5 standards for presidential leadership

When it comes to presidential leadership, how should voters judge the candidates? The sheer number of books on leadership hint that not even the consultants and gurus can agree on a set of standards.

Why not ask a historian, who spends a significant portion of life in the mental company of people who really did turn out to possess the Midas touch of leadership? Here, Prof. Allen C. Guelzo, an authority on Abraham Lincoln at Gettysburg College, suggests five leadership standards, personified in such figures as Lincoln, Churchill, and Admiral Nelson.

1. Love of the daily toil and mechanics of governing

National Archives/Reuters/File
British Prime Minister Winston S. Churchill (left), US President Franklin D. Roosevelt (center), and Soviet leader Josef Stalin (right) at the Yalta conference, where they made final plans for the defeat of Germany in February 1945. Churchill organized his sleep to get more work hours out of a day.

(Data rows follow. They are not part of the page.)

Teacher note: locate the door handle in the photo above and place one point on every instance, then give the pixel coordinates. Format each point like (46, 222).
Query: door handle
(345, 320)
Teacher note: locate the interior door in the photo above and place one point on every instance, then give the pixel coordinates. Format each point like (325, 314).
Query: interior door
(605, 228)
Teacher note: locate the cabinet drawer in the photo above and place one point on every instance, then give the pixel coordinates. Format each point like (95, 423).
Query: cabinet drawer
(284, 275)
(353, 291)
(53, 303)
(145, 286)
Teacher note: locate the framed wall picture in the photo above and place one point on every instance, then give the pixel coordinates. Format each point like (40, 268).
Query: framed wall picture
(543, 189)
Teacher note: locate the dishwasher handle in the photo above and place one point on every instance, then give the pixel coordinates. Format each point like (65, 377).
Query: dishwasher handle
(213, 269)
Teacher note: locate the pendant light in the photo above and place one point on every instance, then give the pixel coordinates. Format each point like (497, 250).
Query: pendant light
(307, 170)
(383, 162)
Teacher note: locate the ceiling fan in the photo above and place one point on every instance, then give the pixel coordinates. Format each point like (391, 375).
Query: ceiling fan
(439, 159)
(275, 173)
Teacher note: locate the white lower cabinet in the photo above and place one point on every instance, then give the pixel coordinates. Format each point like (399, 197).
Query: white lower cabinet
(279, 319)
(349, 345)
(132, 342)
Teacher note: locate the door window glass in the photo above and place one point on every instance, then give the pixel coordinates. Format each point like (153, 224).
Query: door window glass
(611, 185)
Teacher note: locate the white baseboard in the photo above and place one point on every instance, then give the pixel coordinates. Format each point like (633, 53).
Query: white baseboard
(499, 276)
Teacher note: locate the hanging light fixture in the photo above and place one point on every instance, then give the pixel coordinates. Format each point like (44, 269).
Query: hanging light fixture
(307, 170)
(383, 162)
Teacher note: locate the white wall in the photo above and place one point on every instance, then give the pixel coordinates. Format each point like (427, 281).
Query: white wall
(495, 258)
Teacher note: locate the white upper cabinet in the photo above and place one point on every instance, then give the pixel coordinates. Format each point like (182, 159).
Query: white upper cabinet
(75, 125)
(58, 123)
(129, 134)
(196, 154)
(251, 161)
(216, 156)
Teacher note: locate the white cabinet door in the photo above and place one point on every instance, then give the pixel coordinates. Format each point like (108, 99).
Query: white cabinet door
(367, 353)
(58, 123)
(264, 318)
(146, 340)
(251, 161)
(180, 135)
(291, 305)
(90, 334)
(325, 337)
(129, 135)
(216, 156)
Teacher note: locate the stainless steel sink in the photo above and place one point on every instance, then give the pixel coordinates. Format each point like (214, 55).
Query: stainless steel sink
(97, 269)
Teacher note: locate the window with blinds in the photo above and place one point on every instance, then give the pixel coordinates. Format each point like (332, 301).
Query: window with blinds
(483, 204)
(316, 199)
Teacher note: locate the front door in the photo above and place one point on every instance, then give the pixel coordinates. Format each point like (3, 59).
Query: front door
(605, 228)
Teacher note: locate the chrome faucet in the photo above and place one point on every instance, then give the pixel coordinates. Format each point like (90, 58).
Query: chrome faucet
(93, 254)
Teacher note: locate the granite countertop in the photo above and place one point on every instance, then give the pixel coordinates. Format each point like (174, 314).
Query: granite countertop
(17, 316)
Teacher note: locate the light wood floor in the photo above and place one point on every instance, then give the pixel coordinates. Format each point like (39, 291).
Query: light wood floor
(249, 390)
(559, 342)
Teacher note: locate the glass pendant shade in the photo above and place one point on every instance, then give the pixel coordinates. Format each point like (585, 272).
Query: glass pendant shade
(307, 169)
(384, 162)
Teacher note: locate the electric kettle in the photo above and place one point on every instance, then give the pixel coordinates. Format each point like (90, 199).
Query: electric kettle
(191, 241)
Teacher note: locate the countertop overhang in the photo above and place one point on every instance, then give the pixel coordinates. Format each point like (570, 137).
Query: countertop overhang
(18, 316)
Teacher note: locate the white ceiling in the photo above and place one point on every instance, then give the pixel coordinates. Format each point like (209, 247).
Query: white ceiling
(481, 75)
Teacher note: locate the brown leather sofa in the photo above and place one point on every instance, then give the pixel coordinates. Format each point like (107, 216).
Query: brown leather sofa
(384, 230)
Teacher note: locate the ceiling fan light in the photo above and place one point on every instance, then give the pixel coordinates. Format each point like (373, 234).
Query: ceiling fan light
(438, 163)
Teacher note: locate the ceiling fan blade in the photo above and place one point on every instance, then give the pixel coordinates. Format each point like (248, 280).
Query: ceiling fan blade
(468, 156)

Leadership means not only knowing, but loving the knowing. American essayist Logan Pearsall Smith once said, "The test of a vocation is the love of the drudgery it involves."

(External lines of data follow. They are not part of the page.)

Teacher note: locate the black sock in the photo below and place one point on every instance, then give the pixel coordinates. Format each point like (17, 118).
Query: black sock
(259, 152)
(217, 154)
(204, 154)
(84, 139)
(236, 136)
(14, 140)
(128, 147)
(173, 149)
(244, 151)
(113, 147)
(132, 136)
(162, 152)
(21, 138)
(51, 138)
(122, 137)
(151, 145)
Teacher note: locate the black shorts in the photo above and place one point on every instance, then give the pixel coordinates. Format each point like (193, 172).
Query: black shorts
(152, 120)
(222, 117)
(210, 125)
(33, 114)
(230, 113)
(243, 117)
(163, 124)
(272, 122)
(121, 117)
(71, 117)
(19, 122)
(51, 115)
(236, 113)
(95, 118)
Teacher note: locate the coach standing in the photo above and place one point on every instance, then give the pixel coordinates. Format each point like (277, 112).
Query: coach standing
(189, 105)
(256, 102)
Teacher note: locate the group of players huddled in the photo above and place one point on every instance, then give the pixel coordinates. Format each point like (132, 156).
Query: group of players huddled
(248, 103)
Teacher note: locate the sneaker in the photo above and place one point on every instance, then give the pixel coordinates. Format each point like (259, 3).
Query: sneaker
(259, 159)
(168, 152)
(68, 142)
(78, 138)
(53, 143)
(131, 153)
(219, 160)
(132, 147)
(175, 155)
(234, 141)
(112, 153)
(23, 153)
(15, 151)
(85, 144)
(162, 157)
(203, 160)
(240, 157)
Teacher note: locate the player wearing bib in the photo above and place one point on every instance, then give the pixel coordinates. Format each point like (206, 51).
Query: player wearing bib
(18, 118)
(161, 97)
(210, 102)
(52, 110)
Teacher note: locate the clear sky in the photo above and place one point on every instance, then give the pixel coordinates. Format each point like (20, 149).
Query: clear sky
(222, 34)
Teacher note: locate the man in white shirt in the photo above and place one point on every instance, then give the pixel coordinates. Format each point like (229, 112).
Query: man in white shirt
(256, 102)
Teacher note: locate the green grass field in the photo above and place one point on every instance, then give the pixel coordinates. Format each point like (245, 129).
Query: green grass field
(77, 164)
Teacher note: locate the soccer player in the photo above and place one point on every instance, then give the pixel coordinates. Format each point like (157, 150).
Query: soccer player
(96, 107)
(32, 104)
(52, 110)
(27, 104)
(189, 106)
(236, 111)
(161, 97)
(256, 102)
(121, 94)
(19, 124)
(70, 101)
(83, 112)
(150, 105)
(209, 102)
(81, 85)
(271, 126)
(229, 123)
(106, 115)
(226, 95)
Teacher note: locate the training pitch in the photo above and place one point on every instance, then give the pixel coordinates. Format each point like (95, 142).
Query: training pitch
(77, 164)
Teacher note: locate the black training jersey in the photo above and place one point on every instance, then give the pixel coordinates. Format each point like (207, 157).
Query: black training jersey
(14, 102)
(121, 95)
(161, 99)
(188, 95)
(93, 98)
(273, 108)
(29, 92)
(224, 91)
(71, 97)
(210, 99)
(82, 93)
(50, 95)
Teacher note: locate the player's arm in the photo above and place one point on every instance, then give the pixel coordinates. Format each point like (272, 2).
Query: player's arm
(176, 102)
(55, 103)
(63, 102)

It's become fashionable to sniff at this as workaholism or wonkishness. But it's really describing someone who has found joy in the innumerable nuts and bolts of work. And that is precisely what the greatest leaders of free societies have possessed. Winston Churchill even arranged his sleeping hours into two parts so as to "press a day and a half's work into one." Oddly, it's been the hallmark of dictators to be careless and spendthrift of governing, preferring to franchise the real work to underlings who must then compete for the dictator's attention.